A team of United Nations monitors on Friday gained access to a central Syrian village that is reported to have been the scene of a massacre earlier this week. They had turned back on Thursday after being shot at when they attempted to enter Mazraat al-Quabair.

The monitors travelled there to investigate Syrian opposition claims that around militiamen loyal to President Bashar al-Assad killed around 80 people, including women and children in cold blood there on Wednesday.

The government has denied responsibility for the alleged massacre. A statement posted on Syria’s state news agency, SANA, blamed the "appalling crime" on "an armed terrorist group."

Meanwhile, UN-Arab League envoy Kofi Annan was to meet with US Secretary of State Hillary Clinton in Washington later on Friday. Clinton's special adviser on Syria, Fred Hof, is, set to hold talks with Syria's ally, Russia, at the same time.

Contrasting responses

Russia, along with China, has vetoed two Security Council resolutions against Syria and Russian Foreign Minister Sergei Lavrov has heavily implied his country would veto such action again, insisting that no Security Council mandate for intervention in the country would materialize.

Germany on Friday reacted strongly to the latest violence in Syria. Berlin said it was "horrified" by the most recent massacre and called on Russia to throw its weight behind criticism of Syria via the Security Council.

"Two weeks after the massacre in Houla, it appears a similar massacre in the town of Al-Qubair near Hama was committed," government spokesman Steffen Seibert told reporters in Berlin.

Fresh violence in Damascus

At the same time, reports of fresh violence continued to trickle out of Syria on Friday. A bomb in a Damascus suburb killed two security force members, according to the London-based Syrian Observatory for Human Rights.

The Observatory added that a blast next to a police station in Idlib, a city in the northwestern region of the country, claimed five lives.

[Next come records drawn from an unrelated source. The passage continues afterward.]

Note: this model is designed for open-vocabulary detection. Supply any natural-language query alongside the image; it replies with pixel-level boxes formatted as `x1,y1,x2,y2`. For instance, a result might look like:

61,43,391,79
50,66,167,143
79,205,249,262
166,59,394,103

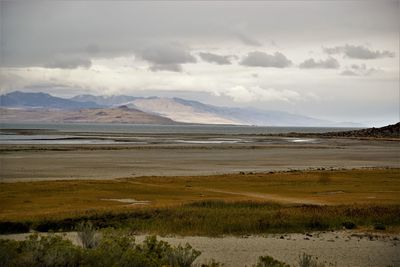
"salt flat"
1,136,398,182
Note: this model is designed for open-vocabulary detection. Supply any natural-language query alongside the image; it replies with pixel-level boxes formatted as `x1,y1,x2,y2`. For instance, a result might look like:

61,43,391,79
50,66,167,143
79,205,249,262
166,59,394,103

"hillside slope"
0,106,177,124
1,91,102,109
324,122,400,138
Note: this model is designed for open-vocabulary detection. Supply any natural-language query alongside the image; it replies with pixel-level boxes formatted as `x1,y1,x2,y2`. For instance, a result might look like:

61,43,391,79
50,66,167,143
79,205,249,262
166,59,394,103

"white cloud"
219,86,301,103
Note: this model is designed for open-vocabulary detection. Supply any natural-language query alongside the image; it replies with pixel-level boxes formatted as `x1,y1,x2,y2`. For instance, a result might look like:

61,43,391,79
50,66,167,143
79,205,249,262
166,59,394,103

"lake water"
0,122,359,145
0,122,358,134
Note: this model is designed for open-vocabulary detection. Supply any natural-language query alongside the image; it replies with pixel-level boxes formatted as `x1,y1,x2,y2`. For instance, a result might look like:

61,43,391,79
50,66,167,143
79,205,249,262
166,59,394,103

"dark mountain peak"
118,105,129,110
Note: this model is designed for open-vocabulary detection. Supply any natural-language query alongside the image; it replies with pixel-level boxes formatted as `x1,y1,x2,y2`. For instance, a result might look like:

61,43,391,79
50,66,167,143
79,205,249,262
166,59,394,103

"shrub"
196,259,224,267
0,221,30,234
342,221,356,229
298,253,325,267
0,239,19,267
168,243,201,267
17,234,81,267
0,232,200,267
252,255,290,267
374,223,386,230
76,221,99,249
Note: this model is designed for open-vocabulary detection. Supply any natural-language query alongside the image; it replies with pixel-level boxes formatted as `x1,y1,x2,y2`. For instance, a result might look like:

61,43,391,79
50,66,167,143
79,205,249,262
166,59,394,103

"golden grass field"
1,168,399,221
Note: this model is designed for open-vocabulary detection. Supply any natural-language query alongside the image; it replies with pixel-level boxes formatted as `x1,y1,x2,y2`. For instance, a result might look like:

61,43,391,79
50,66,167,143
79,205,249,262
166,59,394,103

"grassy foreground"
0,169,399,235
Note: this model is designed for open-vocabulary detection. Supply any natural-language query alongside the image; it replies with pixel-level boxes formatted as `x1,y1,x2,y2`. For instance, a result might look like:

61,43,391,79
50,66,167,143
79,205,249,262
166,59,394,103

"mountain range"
0,91,362,127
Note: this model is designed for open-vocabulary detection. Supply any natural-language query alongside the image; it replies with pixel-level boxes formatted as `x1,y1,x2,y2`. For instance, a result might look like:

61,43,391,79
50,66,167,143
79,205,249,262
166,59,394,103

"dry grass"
0,168,399,222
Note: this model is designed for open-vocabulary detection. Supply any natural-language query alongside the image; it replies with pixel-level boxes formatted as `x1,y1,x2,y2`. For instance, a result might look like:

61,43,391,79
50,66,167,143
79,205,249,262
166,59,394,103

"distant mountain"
0,106,176,124
0,91,102,109
70,94,138,106
125,97,240,125
123,97,361,127
0,91,363,126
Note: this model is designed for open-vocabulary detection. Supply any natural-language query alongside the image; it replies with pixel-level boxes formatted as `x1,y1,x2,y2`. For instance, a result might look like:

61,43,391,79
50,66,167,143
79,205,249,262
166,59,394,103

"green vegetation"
1,201,399,235
0,231,331,267
1,169,399,222
252,255,290,267
0,231,204,267
0,169,399,236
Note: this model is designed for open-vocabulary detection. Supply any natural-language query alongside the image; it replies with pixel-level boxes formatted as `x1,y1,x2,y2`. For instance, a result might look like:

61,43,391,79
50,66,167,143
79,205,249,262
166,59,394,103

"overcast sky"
0,1,399,126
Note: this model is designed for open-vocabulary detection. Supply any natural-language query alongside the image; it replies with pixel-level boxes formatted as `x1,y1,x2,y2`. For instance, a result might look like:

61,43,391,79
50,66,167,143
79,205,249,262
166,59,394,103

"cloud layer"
340,64,378,76
44,57,92,69
299,57,339,69
199,52,232,65
240,52,292,68
1,1,398,125
220,86,300,103
324,44,395,59
136,44,196,72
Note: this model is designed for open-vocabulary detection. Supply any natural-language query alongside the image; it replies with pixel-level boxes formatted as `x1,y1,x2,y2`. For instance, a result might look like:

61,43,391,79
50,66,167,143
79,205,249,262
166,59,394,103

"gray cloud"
340,70,358,76
340,63,378,76
240,51,292,68
138,44,196,65
299,57,340,69
235,33,262,46
44,57,92,69
135,44,196,72
199,52,232,65
324,44,395,59
149,64,182,72
1,2,398,68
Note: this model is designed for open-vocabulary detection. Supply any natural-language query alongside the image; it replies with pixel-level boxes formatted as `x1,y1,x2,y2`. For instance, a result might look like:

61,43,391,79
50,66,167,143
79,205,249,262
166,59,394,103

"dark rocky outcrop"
324,122,399,138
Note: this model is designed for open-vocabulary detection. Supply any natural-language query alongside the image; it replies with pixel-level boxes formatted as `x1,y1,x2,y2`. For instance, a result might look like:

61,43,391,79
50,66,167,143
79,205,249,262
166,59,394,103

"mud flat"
1,136,399,182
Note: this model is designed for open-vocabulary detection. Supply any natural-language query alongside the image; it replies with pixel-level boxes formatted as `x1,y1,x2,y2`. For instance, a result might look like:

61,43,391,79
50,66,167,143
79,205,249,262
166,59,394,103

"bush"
342,221,356,229
374,223,386,230
11,233,82,267
0,231,206,267
0,239,19,267
298,253,325,267
252,255,290,267
168,243,201,267
0,221,30,234
76,221,99,249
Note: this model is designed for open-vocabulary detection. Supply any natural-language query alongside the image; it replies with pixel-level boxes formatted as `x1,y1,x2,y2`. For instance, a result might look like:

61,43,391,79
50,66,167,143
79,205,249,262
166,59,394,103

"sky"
0,0,399,126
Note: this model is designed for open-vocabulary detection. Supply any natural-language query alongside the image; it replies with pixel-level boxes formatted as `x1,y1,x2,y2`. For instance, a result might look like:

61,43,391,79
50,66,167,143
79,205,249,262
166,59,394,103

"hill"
120,97,360,127
0,106,176,124
0,91,102,109
324,122,400,138
2,91,363,127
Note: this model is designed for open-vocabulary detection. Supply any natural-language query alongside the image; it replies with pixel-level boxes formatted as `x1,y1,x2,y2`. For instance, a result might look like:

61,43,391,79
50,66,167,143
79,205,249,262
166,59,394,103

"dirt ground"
1,137,399,182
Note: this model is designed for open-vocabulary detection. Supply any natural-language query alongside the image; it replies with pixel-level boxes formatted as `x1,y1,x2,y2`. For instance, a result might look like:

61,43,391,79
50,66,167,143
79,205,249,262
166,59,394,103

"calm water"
0,122,359,135
0,123,360,144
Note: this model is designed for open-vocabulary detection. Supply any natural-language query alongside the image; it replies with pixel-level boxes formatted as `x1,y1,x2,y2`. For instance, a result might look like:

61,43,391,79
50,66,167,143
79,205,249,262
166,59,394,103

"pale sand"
1,231,399,267
1,137,399,182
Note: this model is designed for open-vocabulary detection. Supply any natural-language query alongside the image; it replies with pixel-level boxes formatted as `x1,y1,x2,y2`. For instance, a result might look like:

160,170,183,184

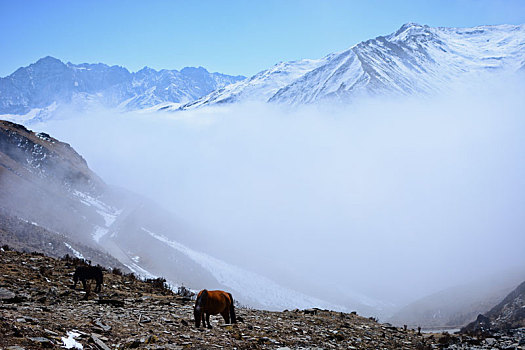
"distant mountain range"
1,23,524,120
179,23,525,110
0,56,245,115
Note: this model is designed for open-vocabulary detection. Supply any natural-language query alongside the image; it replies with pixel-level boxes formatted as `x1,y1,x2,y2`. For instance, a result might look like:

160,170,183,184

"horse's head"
194,289,208,328
194,304,202,328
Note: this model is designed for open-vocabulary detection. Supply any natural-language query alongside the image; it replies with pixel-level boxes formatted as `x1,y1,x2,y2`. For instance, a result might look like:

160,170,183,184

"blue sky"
1,0,525,77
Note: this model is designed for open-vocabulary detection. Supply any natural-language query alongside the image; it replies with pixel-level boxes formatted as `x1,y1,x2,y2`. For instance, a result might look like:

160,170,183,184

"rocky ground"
1,249,524,350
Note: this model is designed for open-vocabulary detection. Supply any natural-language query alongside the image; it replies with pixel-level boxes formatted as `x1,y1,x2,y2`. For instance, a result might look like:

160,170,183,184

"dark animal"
194,289,236,328
72,266,103,293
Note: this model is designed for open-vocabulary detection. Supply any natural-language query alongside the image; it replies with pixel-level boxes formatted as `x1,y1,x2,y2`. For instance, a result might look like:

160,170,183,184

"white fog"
33,77,525,311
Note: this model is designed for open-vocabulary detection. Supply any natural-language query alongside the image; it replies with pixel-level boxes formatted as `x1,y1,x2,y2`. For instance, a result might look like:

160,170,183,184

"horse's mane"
196,289,208,306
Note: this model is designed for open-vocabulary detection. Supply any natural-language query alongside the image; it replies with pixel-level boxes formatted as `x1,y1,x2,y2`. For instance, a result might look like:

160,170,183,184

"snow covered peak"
181,22,525,109
399,22,424,29
386,22,435,43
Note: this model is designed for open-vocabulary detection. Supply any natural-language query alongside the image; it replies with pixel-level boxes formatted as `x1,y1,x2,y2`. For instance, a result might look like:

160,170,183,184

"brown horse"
194,289,236,328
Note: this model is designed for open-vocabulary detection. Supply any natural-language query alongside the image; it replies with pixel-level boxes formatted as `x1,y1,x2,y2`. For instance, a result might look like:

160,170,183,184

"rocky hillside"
0,120,111,247
0,206,126,270
0,248,476,350
462,280,525,335
388,269,525,329
0,120,103,193
0,118,243,298
0,56,245,116
0,120,128,270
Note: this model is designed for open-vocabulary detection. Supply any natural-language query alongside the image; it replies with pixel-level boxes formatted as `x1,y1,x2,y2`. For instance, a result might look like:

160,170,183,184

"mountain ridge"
462,280,525,334
178,22,525,110
3,23,524,117
0,56,245,115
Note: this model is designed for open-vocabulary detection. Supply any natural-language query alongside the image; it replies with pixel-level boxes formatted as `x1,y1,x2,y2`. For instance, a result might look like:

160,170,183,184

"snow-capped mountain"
4,23,523,116
0,56,245,115
179,23,525,109
181,57,334,109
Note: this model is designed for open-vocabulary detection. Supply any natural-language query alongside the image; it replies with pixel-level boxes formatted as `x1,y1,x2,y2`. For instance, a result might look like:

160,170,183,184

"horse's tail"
228,292,236,323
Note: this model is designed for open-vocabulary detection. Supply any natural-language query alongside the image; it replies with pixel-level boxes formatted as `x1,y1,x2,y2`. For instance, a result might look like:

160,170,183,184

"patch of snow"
23,218,37,226
0,102,57,124
64,243,84,260
35,132,53,142
123,261,156,279
96,209,119,227
72,191,122,243
92,226,108,243
61,330,83,349
73,191,111,212
137,101,182,113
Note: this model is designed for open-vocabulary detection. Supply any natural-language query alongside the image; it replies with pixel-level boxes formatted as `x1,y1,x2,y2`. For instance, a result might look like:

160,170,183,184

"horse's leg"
221,310,230,324
83,282,91,301
206,313,212,329
95,280,101,292
82,279,87,291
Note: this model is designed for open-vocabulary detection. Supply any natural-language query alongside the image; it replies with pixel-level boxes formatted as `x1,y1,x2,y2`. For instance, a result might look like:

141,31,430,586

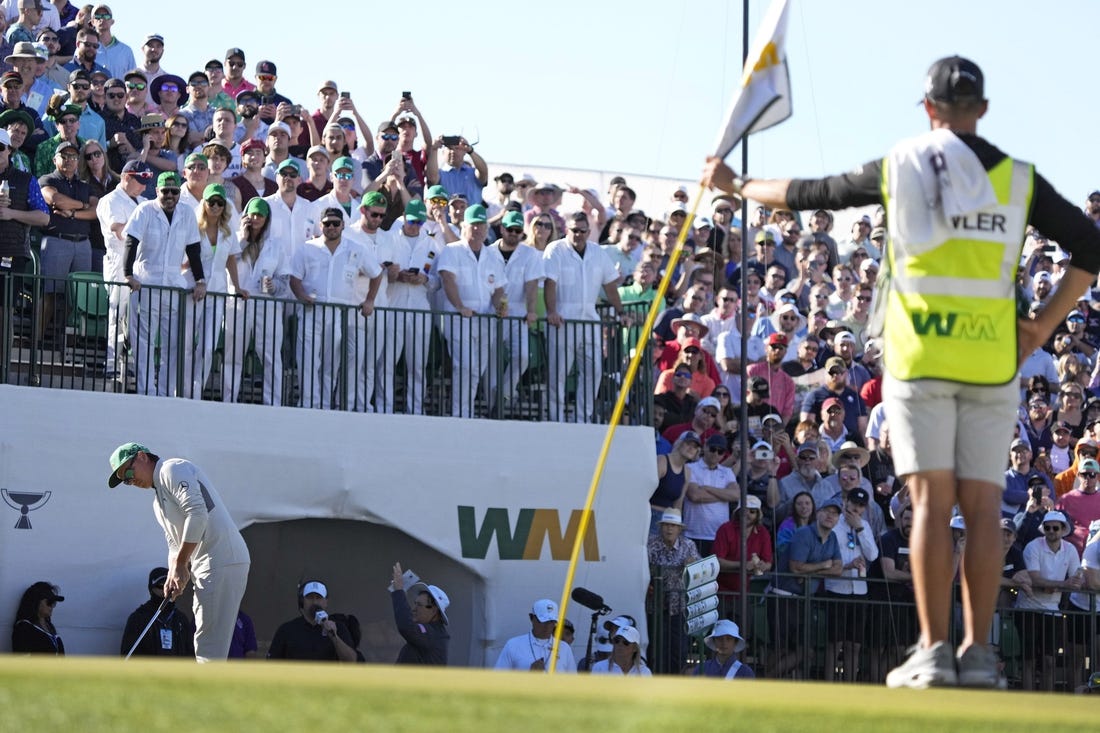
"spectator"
0,107,35,174
182,183,242,400
494,599,576,672
62,29,109,79
11,581,65,654
391,98,432,187
683,433,739,556
430,134,486,207
311,155,360,232
747,332,797,422
657,312,722,386
0,124,48,338
801,355,868,437
77,138,114,273
654,362,699,430
228,609,258,659
714,495,772,606
89,5,135,80
390,563,449,666
179,71,213,146
1016,510,1083,690
178,151,209,209
222,197,290,405
662,397,721,445
1055,458,1100,554
655,340,713,399
778,441,829,520
544,211,625,423
267,581,358,662
699,619,753,679
776,490,816,554
101,77,139,171
251,60,289,125
742,439,780,523
523,181,565,234
221,47,254,99
646,508,700,674
781,335,820,378
823,487,878,682
231,138,275,203
1015,475,1057,549
832,330,872,392
119,567,194,657
289,207,382,410
150,72,185,120
437,203,505,418
1055,437,1099,499
589,625,650,676
297,144,331,202
651,430,701,534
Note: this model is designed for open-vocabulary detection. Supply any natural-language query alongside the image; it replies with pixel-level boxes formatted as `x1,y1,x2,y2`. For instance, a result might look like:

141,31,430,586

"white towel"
887,128,996,245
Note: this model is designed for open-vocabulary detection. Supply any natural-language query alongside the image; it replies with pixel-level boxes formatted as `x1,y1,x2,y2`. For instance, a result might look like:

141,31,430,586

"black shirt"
267,615,355,661
786,133,1100,275
38,171,92,237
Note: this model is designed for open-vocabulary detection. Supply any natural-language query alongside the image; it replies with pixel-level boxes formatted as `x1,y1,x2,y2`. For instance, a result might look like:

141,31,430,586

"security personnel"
703,56,1100,689
120,567,195,657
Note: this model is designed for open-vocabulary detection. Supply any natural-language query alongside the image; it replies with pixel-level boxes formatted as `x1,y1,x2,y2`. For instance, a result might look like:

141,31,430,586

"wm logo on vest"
457,506,600,560
910,312,997,340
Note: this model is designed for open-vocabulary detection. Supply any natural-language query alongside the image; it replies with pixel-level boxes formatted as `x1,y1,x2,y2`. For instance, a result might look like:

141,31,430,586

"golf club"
124,597,171,660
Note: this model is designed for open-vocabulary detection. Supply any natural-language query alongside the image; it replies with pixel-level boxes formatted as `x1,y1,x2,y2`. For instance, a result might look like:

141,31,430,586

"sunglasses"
206,198,226,208
84,150,104,160
714,391,730,397
406,220,424,227
228,60,245,68
613,637,633,646
674,372,691,379
189,79,209,87
707,446,725,454
127,171,153,180
769,343,787,350
334,172,354,180
828,368,845,376
429,198,448,205
857,296,873,302
278,168,300,178
106,91,125,99
380,133,399,141
127,82,146,91
159,188,181,196
1042,525,1063,532
827,407,842,415
367,211,386,219
535,221,553,229
321,220,343,228
93,12,112,19
257,74,276,82
505,227,524,234
160,84,180,93
46,599,58,607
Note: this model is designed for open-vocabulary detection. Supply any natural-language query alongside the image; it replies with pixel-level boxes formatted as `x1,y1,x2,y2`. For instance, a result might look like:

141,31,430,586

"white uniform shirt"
493,632,577,672
344,225,398,306
682,460,737,542
185,225,241,294
542,239,618,320
96,188,144,282
234,232,291,296
264,192,317,258
589,657,652,676
150,458,251,575
825,513,879,595
386,225,441,310
484,240,543,317
1069,538,1100,612
310,192,361,237
123,199,201,288
436,241,504,314
289,236,382,306
1018,536,1081,611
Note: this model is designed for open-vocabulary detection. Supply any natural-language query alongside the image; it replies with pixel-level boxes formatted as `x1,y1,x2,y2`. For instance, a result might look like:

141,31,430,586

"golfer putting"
108,442,251,662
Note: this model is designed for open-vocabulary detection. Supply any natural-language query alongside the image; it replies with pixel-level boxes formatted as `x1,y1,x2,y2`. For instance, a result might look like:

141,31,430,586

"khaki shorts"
882,373,1018,486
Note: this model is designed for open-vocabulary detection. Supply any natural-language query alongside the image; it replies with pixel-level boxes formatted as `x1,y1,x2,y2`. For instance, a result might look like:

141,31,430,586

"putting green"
0,657,1084,732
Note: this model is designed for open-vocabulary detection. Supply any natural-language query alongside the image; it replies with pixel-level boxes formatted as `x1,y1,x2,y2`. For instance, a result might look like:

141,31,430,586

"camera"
1030,485,1043,503
402,91,412,100
441,135,461,147
753,447,774,461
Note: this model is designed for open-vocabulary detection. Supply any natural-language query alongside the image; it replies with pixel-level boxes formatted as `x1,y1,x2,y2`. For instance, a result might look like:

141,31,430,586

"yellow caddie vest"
879,154,1034,385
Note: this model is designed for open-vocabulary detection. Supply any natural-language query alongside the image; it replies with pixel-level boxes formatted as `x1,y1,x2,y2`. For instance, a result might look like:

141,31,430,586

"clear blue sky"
101,0,1096,204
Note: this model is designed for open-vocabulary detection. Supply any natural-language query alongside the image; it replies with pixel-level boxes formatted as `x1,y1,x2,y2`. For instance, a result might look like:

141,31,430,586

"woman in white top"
182,183,242,399
589,625,651,676
221,197,290,405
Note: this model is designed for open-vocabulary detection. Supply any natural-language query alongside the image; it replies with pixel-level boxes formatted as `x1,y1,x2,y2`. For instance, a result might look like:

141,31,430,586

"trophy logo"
2,489,51,529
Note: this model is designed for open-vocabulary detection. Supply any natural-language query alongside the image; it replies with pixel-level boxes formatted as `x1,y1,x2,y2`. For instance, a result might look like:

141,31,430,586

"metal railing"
2,272,654,423
647,567,1100,690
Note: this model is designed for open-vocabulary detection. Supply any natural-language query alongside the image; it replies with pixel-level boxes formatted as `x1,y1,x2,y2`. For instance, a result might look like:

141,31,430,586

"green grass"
0,657,1081,732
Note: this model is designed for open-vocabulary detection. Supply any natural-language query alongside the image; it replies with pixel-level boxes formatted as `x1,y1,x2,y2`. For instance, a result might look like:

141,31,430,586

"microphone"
571,587,611,614
314,609,329,636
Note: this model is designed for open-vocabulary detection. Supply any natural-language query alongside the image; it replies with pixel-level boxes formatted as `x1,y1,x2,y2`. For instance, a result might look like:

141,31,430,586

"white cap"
612,625,640,645
531,598,558,623
267,121,292,137
301,581,327,598
658,509,684,526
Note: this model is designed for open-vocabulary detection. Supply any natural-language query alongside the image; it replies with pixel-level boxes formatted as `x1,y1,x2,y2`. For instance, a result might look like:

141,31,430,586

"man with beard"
119,567,194,657
180,70,214,146
62,29,109,78
44,69,106,149
778,440,829,519
102,77,139,171
267,581,357,661
802,355,868,436
747,332,796,422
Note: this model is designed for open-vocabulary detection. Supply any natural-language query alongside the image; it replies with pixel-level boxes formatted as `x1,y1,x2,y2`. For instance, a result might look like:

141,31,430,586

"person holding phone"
391,94,432,187
428,133,487,207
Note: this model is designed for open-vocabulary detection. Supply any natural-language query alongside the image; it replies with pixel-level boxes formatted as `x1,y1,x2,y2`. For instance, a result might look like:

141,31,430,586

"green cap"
53,104,82,122
277,158,299,173
203,183,227,201
331,155,355,172
184,152,208,168
107,442,150,488
244,197,270,217
157,171,182,189
0,108,34,131
502,211,524,229
464,204,488,224
426,184,448,201
405,199,427,222
360,191,387,209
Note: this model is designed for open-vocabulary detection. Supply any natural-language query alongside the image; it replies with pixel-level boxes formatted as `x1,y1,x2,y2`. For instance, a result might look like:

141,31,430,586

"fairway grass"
0,657,1081,732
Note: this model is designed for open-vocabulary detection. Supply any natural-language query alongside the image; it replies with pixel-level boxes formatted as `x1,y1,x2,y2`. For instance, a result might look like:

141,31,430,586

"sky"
96,0,1097,208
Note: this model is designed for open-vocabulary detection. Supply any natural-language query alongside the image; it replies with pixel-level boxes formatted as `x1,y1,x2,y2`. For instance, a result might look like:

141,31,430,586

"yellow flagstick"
549,183,709,673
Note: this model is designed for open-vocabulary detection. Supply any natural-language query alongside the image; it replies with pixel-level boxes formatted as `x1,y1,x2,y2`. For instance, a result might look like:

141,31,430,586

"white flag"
712,0,793,159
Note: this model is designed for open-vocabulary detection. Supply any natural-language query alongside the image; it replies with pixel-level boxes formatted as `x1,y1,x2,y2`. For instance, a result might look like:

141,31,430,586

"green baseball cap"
107,442,150,488
244,197,271,217
502,211,524,229
426,184,448,201
360,191,387,209
184,152,208,168
203,183,227,201
464,204,488,224
331,155,355,172
157,171,182,189
405,199,427,222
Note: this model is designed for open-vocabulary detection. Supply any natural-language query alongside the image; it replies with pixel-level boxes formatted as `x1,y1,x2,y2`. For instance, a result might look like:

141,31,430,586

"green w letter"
911,312,956,336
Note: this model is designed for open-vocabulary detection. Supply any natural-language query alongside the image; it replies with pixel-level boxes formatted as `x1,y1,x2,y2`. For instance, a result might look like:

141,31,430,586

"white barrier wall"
0,386,655,665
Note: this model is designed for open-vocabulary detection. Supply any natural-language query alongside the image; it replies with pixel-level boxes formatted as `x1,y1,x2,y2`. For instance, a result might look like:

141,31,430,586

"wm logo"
457,507,600,561
911,312,996,340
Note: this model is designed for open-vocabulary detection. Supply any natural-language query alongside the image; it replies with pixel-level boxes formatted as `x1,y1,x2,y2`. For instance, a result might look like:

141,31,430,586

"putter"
124,597,171,660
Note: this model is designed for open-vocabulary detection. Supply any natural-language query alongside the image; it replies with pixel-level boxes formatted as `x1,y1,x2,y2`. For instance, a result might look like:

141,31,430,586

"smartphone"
382,261,393,267
402,91,411,100
441,135,461,147
1030,485,1043,503
406,267,419,274
340,91,350,99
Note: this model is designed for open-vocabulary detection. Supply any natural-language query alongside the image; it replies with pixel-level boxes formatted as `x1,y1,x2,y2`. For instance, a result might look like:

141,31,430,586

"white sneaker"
886,641,958,689
957,644,1007,689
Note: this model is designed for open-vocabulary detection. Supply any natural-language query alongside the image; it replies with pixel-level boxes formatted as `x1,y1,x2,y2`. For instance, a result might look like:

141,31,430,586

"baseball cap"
306,145,330,160
612,625,640,645
822,396,842,412
360,191,387,209
331,155,355,172
425,184,448,200
394,112,417,127
121,160,151,176
697,396,721,412
502,211,524,229
531,599,558,623
1053,420,1072,434
202,183,227,201
148,567,169,589
754,230,776,244
1009,438,1030,451
825,356,847,372
157,171,182,189
706,433,728,450
1000,518,1018,534
847,487,870,505
797,441,819,456
107,442,150,487
404,199,427,223
767,332,788,346
243,198,271,217
144,34,164,45
924,55,985,104
301,581,327,598
318,80,338,92
740,494,763,511
658,509,684,526
1080,458,1100,473
378,118,398,134
835,331,857,345
267,121,291,138
820,497,843,512
52,140,77,154
678,430,702,447
256,60,277,76
240,138,266,155
225,47,245,61
463,204,488,224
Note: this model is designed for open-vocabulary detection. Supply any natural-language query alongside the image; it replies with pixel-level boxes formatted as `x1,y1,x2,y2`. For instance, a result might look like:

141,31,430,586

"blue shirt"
700,657,755,678
777,523,841,594
437,164,483,207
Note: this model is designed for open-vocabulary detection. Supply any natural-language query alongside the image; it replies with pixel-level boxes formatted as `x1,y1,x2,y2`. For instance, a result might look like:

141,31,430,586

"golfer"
704,56,1100,688
108,442,250,662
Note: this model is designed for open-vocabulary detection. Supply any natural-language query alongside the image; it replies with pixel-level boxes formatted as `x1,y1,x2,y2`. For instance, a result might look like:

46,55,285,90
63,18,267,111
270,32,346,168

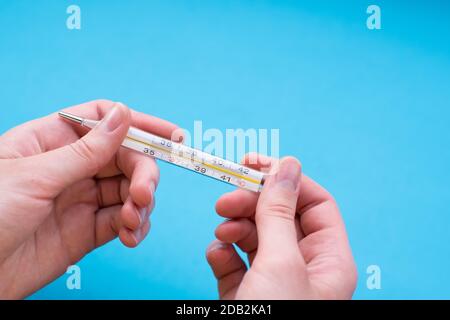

"It was a powerful explosion that destroyed the facade of the building," said the watchdog, which also claimed that a civilian had been killed in the same province.

Syrian troops were also engaged in fighting to reclaim the rebel stronghold of Khaldiyeh in Homs, said the watchdog.

Kofi Annan.
Kofi Annan is sticking by his peace plan.Image: picture alliance / ZUMAPRESS.com

The developments come a day after Kofi Annan and UN Secretary-General Ban Ki-moon briefed the United Nations Security Council on the escalating conflict in New York late on Thursday. Annan said that although fighters on the ground were not honoring the terms of his six-point peace plan, he still hoped it could succeed.

"If things do not change, the future is likely to be one of brutal repression, massacres, sectarian violence, and even all-out civil war," Annan told the Council, saying that "all Syrians will lose" in such a situation.